Now, partnering with a Virginia-based company that specializes in genetic genealogy, the state police Cold Case Unit is working toward a break in the case that could lead to the baby’s identity or the identity of the parents.

 

“Baby Boy Doe left us with an important clue about what might have happened to him: his DNA,” said Capt. Scott Dunlap, who oversees the Cold Case Unit as commander of the Major Crime Unit. “In the nearly 40 years since his death, technology has caught up with the evidence, allowing us to move forward in a way that was never possible before.”

 

The Vermont State Police has partnered with Parabon Nanolabs, based in Reston, Virginia, to conduct the genetic genealogy testing — a procedure that comes with a roughly $5,000 price tag. Parabon has launched a “Justice Drive” to raise money to cover their costs.

 

“We’ve never lost sight of this victim or of the secondary victims in this case. We want to learn the identity of this infant, help bring answers to the community, and hold the offender responsible,” said Heather Gibbs, a cold case specialist with the state police. “Our detectives have done amazing and tireless work on this case since 1982, but our investigative efforts can go only so far.”

 

“We used the time during the pandemic-related stay-home orders earlier this year to pursue many unsolved cases,” she continued, “and the DNA techniques now available to us are helping advance the progress of the Baby Boy Doe investigation.”

 

Members of the public can help in several ways.

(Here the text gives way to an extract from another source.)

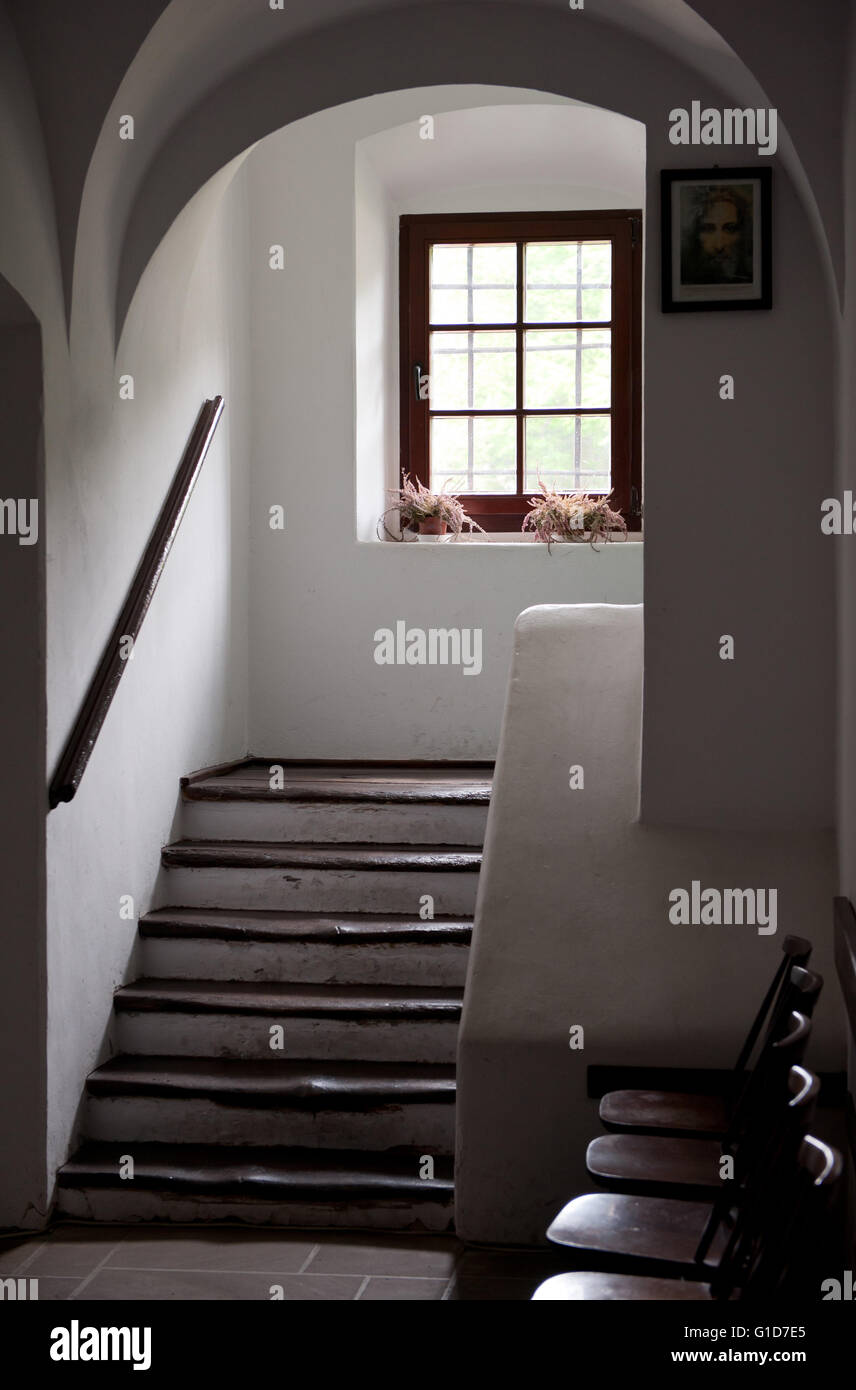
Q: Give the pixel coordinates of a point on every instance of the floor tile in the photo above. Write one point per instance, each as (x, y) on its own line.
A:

Anyone with tips or other information they think could be relevant should contact Detective Sgt. Angela Baker at [email protected], or submit an anonymous tip online (https://vsp.vermont.gov/tipsubmit).

 

People who want to learn more about the Baby Boy Doe investigation should visit the case page on the Vermont State Police website, or visit the Justice Drive page established by Parabon Nanolabs.

 

The direct links are as follows:

 

“Vermonters should know that we continue to pursue unsolved homicides, even after many years or decades,” Capt. Dunlap said. “We know how important it is to bring closure to families, and offenders to justice. The Baby Boy Doe case is just the latest example — and it’s one where members of the public can play a direct role in helping us find answers.”